Protecting content from LLMs, AI, etc.?

Naturally I’ve been following all the “AI” developments lately, trying it out, and listening / thinking about its implications. If you already follow me, or saw the April Fools’ day “AI” we launched, you’ll have a pretty good idea of my general thoughts on it.

This recent Washington Post article brought the whole extraction side to light again, showing how these tools “train” on all the lovely language we publish on this writing platform of ours, among other places across the web.
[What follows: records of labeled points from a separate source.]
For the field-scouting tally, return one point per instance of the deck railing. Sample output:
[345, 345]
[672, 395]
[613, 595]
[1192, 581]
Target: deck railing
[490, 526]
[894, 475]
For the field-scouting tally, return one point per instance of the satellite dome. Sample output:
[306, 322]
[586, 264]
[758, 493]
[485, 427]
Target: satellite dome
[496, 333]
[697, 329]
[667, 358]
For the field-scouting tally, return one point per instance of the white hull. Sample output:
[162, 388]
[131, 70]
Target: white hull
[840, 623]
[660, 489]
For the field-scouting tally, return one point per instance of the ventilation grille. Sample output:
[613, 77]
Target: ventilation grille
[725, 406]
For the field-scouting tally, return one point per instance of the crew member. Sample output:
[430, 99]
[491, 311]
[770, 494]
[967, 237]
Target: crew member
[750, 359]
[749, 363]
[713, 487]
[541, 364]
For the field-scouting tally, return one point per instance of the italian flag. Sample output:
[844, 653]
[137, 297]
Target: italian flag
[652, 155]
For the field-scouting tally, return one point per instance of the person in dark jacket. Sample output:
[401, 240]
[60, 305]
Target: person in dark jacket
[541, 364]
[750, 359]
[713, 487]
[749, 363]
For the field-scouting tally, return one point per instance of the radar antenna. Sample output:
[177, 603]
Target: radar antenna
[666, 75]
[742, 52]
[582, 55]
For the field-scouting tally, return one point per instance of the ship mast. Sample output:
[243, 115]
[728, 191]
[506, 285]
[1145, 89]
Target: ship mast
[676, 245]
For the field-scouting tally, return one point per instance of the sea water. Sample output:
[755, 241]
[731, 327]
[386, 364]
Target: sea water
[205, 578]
Here’s 170,000 “tokens” from Write.as making it into Google’s dataset alone:

Screenshot showing Write.as ranked #121,142 out of all websites in Google's C4 dataset

Feedback wanted

This begs the question: how do you feel about your written and visual content feeding these models / "AI"s? As a platform, should we do anything to proactively limit what these companies are building on top of your intellectual property, or does it not matter? (Despite any opinions I may have on the whole, any decision around this is totally up to the community – that’s why I’m opening up the discussion.)

Of course, this also applies across all the products in our suite. Large language models (LLMs) like ChatGPT crawl your Write.as posts as well as your social interactions on Remark.as and Writing Exchange. And image synthesis models like DALL-E and Midjourney could “train” on your Snap.as photos and visual creations. So I’d like to think about how this affects all our tools, and if our approach might differ between them or not.

Please feel free to discuss and let me know what you think!

2 Likes

Yes, I think Write.as should proactively limit the scraping for AI training purposes.

To elaborate on this, I can sort of understand using as training data public source code with permissive licences such as MIT or BSD. But the text of most blogs and public websites nearly never comes with such licencing options or implicit permissions.

1 Like

I would appreciate a way to block them should I so choose. Choice is good. That said, I’m not sure of the cost of implementing it, and wouldn’t want it to get in the way of comments, for example.

I’m fine if they want to crawl and use the data, but only if they attribute it to the original source. I’m guessing this attribution piece is not going to happen, so I would say we should block it as much as possible. Let them crawl somewhere else.

Whatever man can think about, can happen in time.
Ancestors knew our planet to be spherical. Someone thinks a flat world serves a purpose, and most once were convinced our world was flat.
Dream of making a movie, people ran out of the cinema scared to death when the train on screen came at them.
Dream of flying, we fly
Dream of going to the moon, been there done that.
Think of controlling people’s opinions, happening right under our noses, every day.

Is it all wrong? Not necessarily. This AI stuff is no different.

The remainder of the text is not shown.